The signal generator, which manufactures the ignition reference signal, is composed of a signal rotor, a magnet and a pick-up coil. The signal rotor reference signal turns the igniter on and off, which, in turn, switches the ignition coil primary current off, thereby inducing a high voltage current in the secondary windings of the ignition coil. This high voltage current is then routed to the applicable spark plug.
Through the use of mechanical (centrifugal) and vacuum advance mechanisms, the ignition spark timing is automatically advanced or retarded as needed for optimum engine performance.
TFI & MFI ENGINES
See Figures 4, 5 and 6
Disconnecting the battery cable on some vehicles may interfere with the functions of the on board computer systems and may require the computer to undergo a relearning process, once the negative battery cable is reconnected.
The ignition system used by vehicles equipped with TFI or MFI fuel delivery systems utilizes an Ignition Control (IC) system. The IC system is referred to as the Electronic Spark Advance (ESA) system on 1989-95 models. The IC system is comprised of the following components:
The IC system is controlled by the ECM, which is programmed to provide the most advantageous ignition timing under every engine condition.

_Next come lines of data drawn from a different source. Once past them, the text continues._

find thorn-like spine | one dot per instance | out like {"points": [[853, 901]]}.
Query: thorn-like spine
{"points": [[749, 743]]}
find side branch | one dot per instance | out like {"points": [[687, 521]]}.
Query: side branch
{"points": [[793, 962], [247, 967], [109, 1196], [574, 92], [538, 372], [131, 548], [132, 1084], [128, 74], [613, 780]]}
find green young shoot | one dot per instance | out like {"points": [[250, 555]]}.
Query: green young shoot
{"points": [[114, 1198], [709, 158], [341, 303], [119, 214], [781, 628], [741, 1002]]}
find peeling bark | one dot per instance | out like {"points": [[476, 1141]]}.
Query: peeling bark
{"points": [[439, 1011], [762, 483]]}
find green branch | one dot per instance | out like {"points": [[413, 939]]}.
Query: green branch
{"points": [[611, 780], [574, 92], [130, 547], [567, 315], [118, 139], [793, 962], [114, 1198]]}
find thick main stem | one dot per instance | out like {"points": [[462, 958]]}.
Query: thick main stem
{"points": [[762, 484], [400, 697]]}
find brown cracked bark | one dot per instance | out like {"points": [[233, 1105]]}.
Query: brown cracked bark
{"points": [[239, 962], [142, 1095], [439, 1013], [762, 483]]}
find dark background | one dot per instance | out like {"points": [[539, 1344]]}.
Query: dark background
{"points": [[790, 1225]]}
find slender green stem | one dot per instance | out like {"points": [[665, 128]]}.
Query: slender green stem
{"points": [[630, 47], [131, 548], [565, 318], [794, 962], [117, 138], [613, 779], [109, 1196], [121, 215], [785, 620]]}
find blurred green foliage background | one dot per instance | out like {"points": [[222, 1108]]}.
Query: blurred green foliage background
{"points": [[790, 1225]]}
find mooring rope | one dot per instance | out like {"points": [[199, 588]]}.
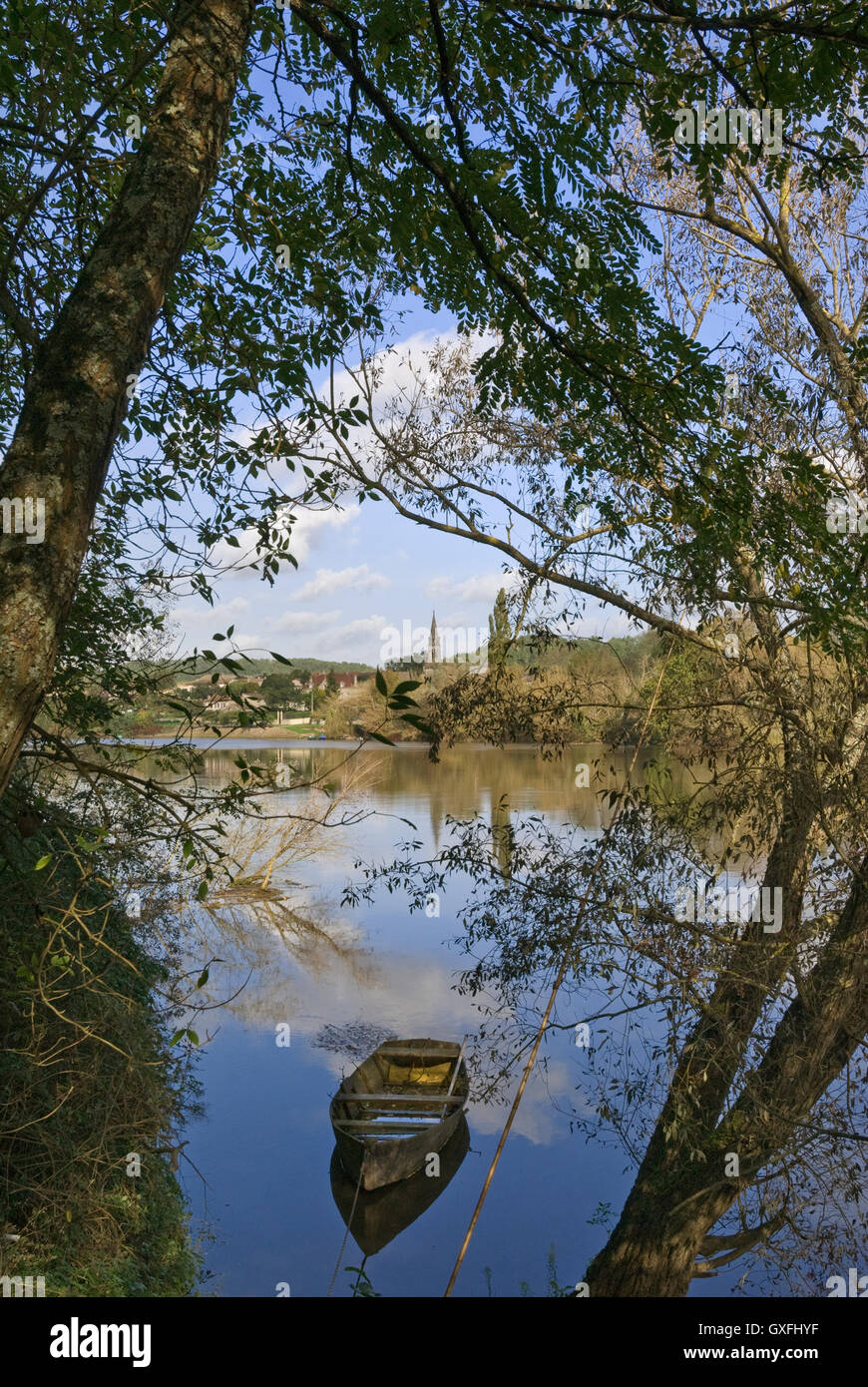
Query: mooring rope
{"points": [[562, 973], [340, 1255]]}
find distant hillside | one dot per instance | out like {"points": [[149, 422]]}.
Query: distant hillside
{"points": [[304, 665]]}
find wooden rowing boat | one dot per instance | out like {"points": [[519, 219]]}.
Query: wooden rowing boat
{"points": [[376, 1216], [399, 1106]]}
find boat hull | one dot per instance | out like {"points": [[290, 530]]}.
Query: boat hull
{"points": [[430, 1070]]}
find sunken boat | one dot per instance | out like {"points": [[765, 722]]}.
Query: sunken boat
{"points": [[376, 1216], [399, 1106]]}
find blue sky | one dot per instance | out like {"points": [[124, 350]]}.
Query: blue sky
{"points": [[361, 570]]}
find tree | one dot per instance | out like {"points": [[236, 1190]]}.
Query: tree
{"points": [[500, 630]]}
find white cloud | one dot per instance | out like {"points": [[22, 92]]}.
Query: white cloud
{"points": [[484, 587], [333, 580], [308, 532], [304, 621], [356, 636]]}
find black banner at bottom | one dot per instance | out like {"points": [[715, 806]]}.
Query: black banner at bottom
{"points": [[159, 1336]]}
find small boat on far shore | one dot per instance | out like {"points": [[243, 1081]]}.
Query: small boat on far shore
{"points": [[399, 1106]]}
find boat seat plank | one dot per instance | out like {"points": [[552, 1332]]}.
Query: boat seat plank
{"points": [[380, 1128], [431, 1099]]}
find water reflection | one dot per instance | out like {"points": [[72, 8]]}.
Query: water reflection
{"points": [[380, 1215]]}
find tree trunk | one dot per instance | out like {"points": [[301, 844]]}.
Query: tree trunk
{"points": [[676, 1197], [77, 394]]}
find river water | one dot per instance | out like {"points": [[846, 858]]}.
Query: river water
{"points": [[329, 978]]}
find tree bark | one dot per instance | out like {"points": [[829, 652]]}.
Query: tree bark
{"points": [[77, 394], [676, 1197]]}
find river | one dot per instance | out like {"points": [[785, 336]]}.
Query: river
{"points": [[312, 971]]}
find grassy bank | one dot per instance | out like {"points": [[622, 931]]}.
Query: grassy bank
{"points": [[88, 1081]]}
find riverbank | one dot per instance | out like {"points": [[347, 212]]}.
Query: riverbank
{"points": [[91, 1091]]}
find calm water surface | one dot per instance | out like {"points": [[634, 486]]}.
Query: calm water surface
{"points": [[263, 1148]]}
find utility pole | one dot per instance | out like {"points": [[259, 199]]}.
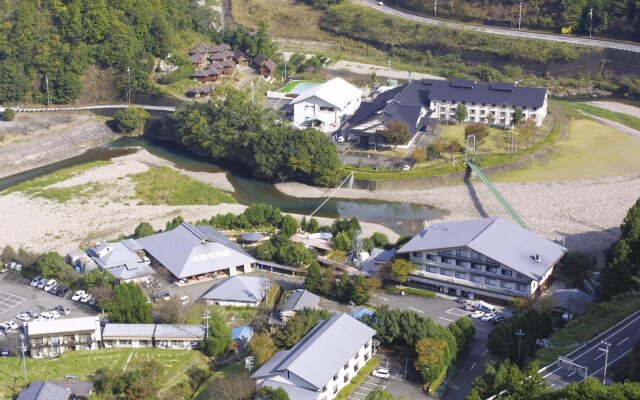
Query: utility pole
{"points": [[520, 16], [129, 85], [23, 349], [606, 359], [206, 317], [46, 82], [519, 334]]}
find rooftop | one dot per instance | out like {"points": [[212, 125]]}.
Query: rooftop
{"points": [[496, 238]]}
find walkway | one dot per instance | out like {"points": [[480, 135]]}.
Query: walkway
{"points": [[505, 32]]}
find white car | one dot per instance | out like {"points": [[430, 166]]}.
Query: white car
{"points": [[23, 317], [487, 317], [381, 373], [51, 283], [77, 295], [35, 281]]}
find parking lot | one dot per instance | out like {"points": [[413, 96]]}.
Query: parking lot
{"points": [[403, 380], [16, 296]]}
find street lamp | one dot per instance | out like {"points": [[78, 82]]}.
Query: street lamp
{"points": [[606, 358], [519, 334]]}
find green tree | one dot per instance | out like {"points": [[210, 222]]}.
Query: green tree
{"points": [[262, 347], [380, 394], [289, 225], [130, 120], [129, 305], [143, 229], [219, 338], [313, 282], [9, 114], [396, 133], [518, 116], [461, 113]]}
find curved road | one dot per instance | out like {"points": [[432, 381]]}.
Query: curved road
{"points": [[502, 31]]}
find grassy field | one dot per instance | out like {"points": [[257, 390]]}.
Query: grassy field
{"points": [[163, 185], [38, 187], [85, 363], [496, 142], [592, 150], [624, 119], [291, 85]]}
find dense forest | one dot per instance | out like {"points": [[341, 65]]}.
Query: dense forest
{"points": [[57, 40], [612, 18], [231, 127]]}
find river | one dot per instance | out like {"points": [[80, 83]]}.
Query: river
{"points": [[403, 218]]}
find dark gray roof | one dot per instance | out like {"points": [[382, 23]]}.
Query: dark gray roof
{"points": [[496, 238], [179, 331], [239, 288], [301, 299], [321, 353], [192, 250], [39, 390], [116, 331]]}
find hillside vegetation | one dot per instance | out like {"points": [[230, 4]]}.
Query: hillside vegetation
{"points": [[59, 40]]}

The ECM receives incoming reference signals from various sensors and switches which convey the current engine condition (such as engine speed, intake air volume, coolant temperature, crankshaft position, etc.). The ECM uses the incoming information to select the most appropriate ignition timing from its memory, and adjusts the ignition timing by exact operation of the igniter.
The ECM reference signal turns the igniter on and off, which, in turn, switches the ignition coil primary current off, thereby inducing a high voltage current in the secondary windings of the ignition coil. This high voltage current is then routed, via the distributor, to the applicable spark plug.